Q: How did you make the leap to becoming an official scorer?

A: Tyler supervises the official scorers, and he is trying to make it an even playing field. So if a call is an error in one place, it will be the same in a different location.

And he came up with the idea for an official “scorer university,” to also usher in diversity within MLB. The idea was to bring in more diverse people for the job and also to see how much we actually knew and to teach us.

Q: What did you learn at “scorer university”?

A: I grew up watching baseball, but there are so many things in official scoring that I never knew because I didn’t have to pay any attention to it.

We talked to a lot of official scorers, and they would talk about certain plays they had.

We watched video clips. The biggest thing they were trying to ingrain in us was “ordinary effort,” and that’s how to you decide whether it was a hit or an error. We watched clip after clip on why it’s an “ordinary effort” or “extraordinary effort.” We did little quizzes on whether we thought it would be an error or not.

ASU alum Kara Blackstone (second from left) works as an MLB official scorer in the press box at Chase Field in Phoenix at the Arizona Diamondbacks game on June 24. Photo by Charlie Leight/ASU News

Q: Did you have to pass a quiz to get the job of official scorer?

A: No.
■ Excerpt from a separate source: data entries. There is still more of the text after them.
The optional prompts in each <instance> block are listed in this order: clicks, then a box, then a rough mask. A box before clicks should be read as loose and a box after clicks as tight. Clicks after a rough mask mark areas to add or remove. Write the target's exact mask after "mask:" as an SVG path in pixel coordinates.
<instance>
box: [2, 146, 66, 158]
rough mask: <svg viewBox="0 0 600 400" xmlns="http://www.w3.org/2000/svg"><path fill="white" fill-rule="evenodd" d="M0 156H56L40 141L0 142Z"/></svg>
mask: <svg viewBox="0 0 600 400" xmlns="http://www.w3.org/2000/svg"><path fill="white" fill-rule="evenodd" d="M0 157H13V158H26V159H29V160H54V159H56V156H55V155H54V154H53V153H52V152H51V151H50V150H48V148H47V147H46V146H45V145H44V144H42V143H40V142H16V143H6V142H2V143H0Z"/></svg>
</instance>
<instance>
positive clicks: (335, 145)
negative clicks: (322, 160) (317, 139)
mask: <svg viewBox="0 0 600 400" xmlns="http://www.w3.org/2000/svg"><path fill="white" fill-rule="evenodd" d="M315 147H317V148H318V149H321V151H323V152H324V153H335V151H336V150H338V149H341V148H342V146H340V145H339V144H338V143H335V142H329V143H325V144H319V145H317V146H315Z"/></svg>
There is a quiz we had to take to get into Major League Baseball, but the job was based on references from the other scorers in that market. For the Arizona Diamondbacks, there are three other scorers, and I had worked with them for a year doing Statcasting. They knew my baseball knowledge.

From Day One, Tyler has said, “You’re going places,” and his support has been phenomenal. I’m extremely grateful for the opportunity.

Q: What’s your schedule like?

A: I’m a full-time MLB employee. When I’m not scoring at the ballpark, I’m at home, where I manage the Statcast stringers. I’m watching two or three games at a time, making sure things are going well for the stringers at the ballpark.

I manage the stringers for all 30 clubs.

Each official scorer works about 20 games, but because this is my first year and I have the full-time MLB job, I’ll do about 13 this season. I’ll do more next season.

Q: What’s your favorite part of the job?

A: Going to the ballpark. The atmosphere is so fun. When I’m the official scorer, I get to just walk in and sit down and take it all in.

Q: Were you a baseball fan growing up?

A: I grew up in Albuquerque, so I went to a lot of Triple-A (Albuquerque Isotopes) games. I worked for the team as an usher and as a supervisor for the “fun zone” out in the outfield. That’s where I got my start with baseball.

I had no idea it would turn into this.

I didn’t go to a whole lot of MLB games until I moved here and started going to more games.

Since I played softball, I got the gist of how to score, but I really didn’t dive deep into it until when I was at South Mountain as the sports information director.

The head baseball coach at South Mountain jokes with me. He’ll say, “You didn’t know what a wild pitch was, and now you’re making the actual calls.” I tell him, “You taught me, and it worked.”

Q: What did you study at ASU in the Watts College of Public Service and Community Solutions?

A: My degree is in parks and recreation management. I had an idea that I wanted to do sports management, and that was, at the time, as close to baseball as I could get.

To be honest, I was all over the map. I wasn’t sure what life would bring.

I took a lot of event-planning classes and started getting into events. When I graduated, I went to Desert Mountain Country Club and became the event coordinator.

I thought, “Baseball is not going to be my career. I have to do something else.”

I got into the mindset that I would keep baseball as a hobby.

Q: Now that you work in baseball, is it still fun?

A: Yes. Every single game, I learn something new and I see something different. The first two games I scored this season were insane. The first game (on opening day) ended in a walk-off, and the second game went into extra innings and had some screwy plays.

It’s never a dull moment for me.

Q: What would your advice be to a young person who would like to do what you do?

A: Go score as much baseball as you can. Go to Little League or high school games, ASU baseball games. Get the experience, learn as much as you can and don’t be afraid to talk to people.